Airlines have started buying jets again. Airbus so far this year has snatched new orders for 87 aircraft, including 25 of the biggest A320 variant from Delta Air Lines Inc.

In promising higher production rates, Airbus may be able negotiate better pricing with suppliers eager to ramp back up themselves. It also signals to airlines and jet-leasing customers that Airbus will be ready to deliver planes again once demand returns.

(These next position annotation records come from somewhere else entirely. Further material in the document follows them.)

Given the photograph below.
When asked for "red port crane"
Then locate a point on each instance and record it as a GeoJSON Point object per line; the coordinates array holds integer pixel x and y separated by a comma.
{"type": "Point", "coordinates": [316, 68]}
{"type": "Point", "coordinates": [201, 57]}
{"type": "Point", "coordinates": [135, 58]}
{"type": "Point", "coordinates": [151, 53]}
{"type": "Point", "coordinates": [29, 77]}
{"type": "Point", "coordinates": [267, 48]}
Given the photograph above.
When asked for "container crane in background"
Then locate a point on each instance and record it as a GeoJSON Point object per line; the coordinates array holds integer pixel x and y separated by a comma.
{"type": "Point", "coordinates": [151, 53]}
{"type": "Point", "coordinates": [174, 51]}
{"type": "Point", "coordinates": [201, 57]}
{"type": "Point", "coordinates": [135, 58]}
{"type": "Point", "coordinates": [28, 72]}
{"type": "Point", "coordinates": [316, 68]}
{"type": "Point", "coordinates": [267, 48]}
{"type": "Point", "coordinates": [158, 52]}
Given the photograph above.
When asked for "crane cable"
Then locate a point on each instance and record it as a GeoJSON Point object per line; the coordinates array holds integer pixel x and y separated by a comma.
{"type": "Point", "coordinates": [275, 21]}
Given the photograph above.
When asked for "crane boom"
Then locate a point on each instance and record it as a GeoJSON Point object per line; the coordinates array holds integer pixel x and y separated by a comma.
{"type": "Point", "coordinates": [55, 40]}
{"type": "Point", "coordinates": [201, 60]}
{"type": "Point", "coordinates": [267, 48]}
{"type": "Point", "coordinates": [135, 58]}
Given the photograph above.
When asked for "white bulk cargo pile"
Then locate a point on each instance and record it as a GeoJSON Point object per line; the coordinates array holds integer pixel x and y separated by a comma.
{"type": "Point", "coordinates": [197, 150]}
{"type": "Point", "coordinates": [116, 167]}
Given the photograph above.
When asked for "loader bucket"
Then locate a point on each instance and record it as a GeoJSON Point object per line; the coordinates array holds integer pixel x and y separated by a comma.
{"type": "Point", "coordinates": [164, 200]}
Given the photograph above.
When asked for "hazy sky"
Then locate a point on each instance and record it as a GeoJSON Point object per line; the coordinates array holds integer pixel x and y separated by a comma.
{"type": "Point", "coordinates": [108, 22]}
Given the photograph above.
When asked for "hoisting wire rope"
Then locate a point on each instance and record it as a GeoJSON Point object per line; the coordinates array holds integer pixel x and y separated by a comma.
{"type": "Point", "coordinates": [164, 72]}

Before the crisis, Airbus and rival Boeing Co. struggled under order backlogs that extended over years, often frustrating customers with delivery delays.

“Airbus has clearly decided it needs to stress-test its suppliers, and check that they actually can (and will) deliver to higher rates,” Sash Tusa, an analyst at London-based Agency Partners, said. “It is also sending strong signals to customers, including lessors, that it can and will deliver aircraft to existing commitments.”

Boeing, meanwhile, has outlined plans to increase its output to 31 737s a month in early 2022, with “further gradual increases to correspond with market demand.” Airbus has previously laid out plans to reach production of 45 A320s a month by the second half of this year.

Jefferies’ Mr. Morris currently estimates Boeing’s MAX production to be around five to six aircraft a month. Boeing slowed, then temporarily halted, MAX output after two deadly accidents grounded the aircraft around the world.

Airbus also outlined Thursday production plans for its other families of aircraft, including raising rates of its smallest A220 to six a month in early 2022 and to a rate of 14 by the middle of the decade.

On its wide-body programs, Airbus is less ambitious, reflecting industry expectations that long-haul flying will take longer to recover. Before the pandemic, airlines were already starting to shun bigger jets, favoring the more flexible, fuel-efficient single aisles.

Airbus said it is aiming to lift its A350 production to six a month from autumn next year. That compares with five now and as many as 10 before the pandemic. It didn’t outline a production increase for its A330, which has struggled to sell. Production of that plane will remain at an average rate of two a month, down from around three to four before the crisis.